SLIA Resources, Directories & Lists

Friday, November 30, 2018

Judging the 2018 National Book Week Essay Writing Contest 2 of 2

To cap off this month's blog posts, here is part 2 of the post on the National Book Week 2018 Essay Writing Contest where I continue sharing tips for writing coaches and mentors of students.

Here are my top five tips.

1. Know the rules. And consequently, ways of breaking them. When you follow rules to the book, where is room for creativity? In contests, contestants and participants can challenge the organisers and the status quo by showing a new insight, perspective or a way of doing things. It is a risk but one that is worth taking.

2. Know your purpose for joining in the contest and in coaching the student. Are you doing this to win or to teach and mentor? Which comes first, winning or mentoring? Your priority will define the future of your student and yours as well as teacher and mentor.

3. Do your research.

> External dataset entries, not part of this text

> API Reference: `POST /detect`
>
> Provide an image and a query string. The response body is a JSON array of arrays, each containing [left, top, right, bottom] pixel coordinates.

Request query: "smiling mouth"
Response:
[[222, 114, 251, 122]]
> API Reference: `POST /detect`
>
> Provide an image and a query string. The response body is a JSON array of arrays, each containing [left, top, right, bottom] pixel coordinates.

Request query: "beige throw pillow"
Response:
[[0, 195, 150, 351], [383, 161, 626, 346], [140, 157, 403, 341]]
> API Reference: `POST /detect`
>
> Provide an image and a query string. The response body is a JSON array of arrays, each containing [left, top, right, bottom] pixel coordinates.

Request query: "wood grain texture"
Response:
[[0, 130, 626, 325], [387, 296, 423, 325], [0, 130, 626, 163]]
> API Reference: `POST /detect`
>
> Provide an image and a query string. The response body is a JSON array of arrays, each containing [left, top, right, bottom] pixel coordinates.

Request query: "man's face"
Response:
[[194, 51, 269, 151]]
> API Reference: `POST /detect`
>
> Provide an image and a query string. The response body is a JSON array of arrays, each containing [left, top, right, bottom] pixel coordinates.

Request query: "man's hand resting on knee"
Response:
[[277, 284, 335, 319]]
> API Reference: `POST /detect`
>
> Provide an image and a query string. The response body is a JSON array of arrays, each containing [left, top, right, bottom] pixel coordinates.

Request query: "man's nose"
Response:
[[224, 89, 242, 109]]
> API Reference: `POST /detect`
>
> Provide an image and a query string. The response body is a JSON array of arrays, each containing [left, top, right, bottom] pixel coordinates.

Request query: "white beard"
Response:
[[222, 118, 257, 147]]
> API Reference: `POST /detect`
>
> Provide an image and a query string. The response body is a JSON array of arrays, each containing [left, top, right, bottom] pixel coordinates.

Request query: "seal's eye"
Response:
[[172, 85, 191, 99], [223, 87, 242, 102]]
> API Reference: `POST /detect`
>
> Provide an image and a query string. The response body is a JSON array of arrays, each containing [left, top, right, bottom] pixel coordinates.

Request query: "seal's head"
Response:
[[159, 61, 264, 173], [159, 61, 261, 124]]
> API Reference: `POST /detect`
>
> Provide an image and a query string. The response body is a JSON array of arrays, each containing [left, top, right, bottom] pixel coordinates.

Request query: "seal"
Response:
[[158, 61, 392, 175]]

Research on everything - past entries and winners of previous contests, issues relevant to the theme, new trends in writing styles and formats of contests.

4. Know your student, his or her skills, competencies and attitude towards the contest. It would help if you can also do a reading skills inventory with your student since reading and writing skills are sparing partners.

5. Know what essay to write and one that is applicable or suitable to the theme. A narrative and descriptive essay may be too personal and may miss out important points of the theme. A persuasive essay may need a lot of research. An opinion piece must show informed decisions that is well researched.

PLUS one more: Guide our student as he or she go through the writing process. Better if you and your student have designed a model of the writing process to follow.

Lastly, here are sources for teachers who are coaching mentoring students in their writing journey.

Teaching High School Students to Write - this is your toolkit for teaching, mentoring and coaching writing to high school students. The guide is produced and published by the Institute of Education Sciences (2016) and it has plenty of strategies and recommendations!

Time for Writing: The Essay - this is an online course for students and teachers who wish to attack learning writing as a process.

Becoming a Writing Coach - I am big believer of research-into-practice approach so here is a study on how teachers became better at teaching writing to middle school and high school students.

So, happy reading! Happy writing! It can be cognitive torture, but the benefits when the struggles are overcome are many and long term!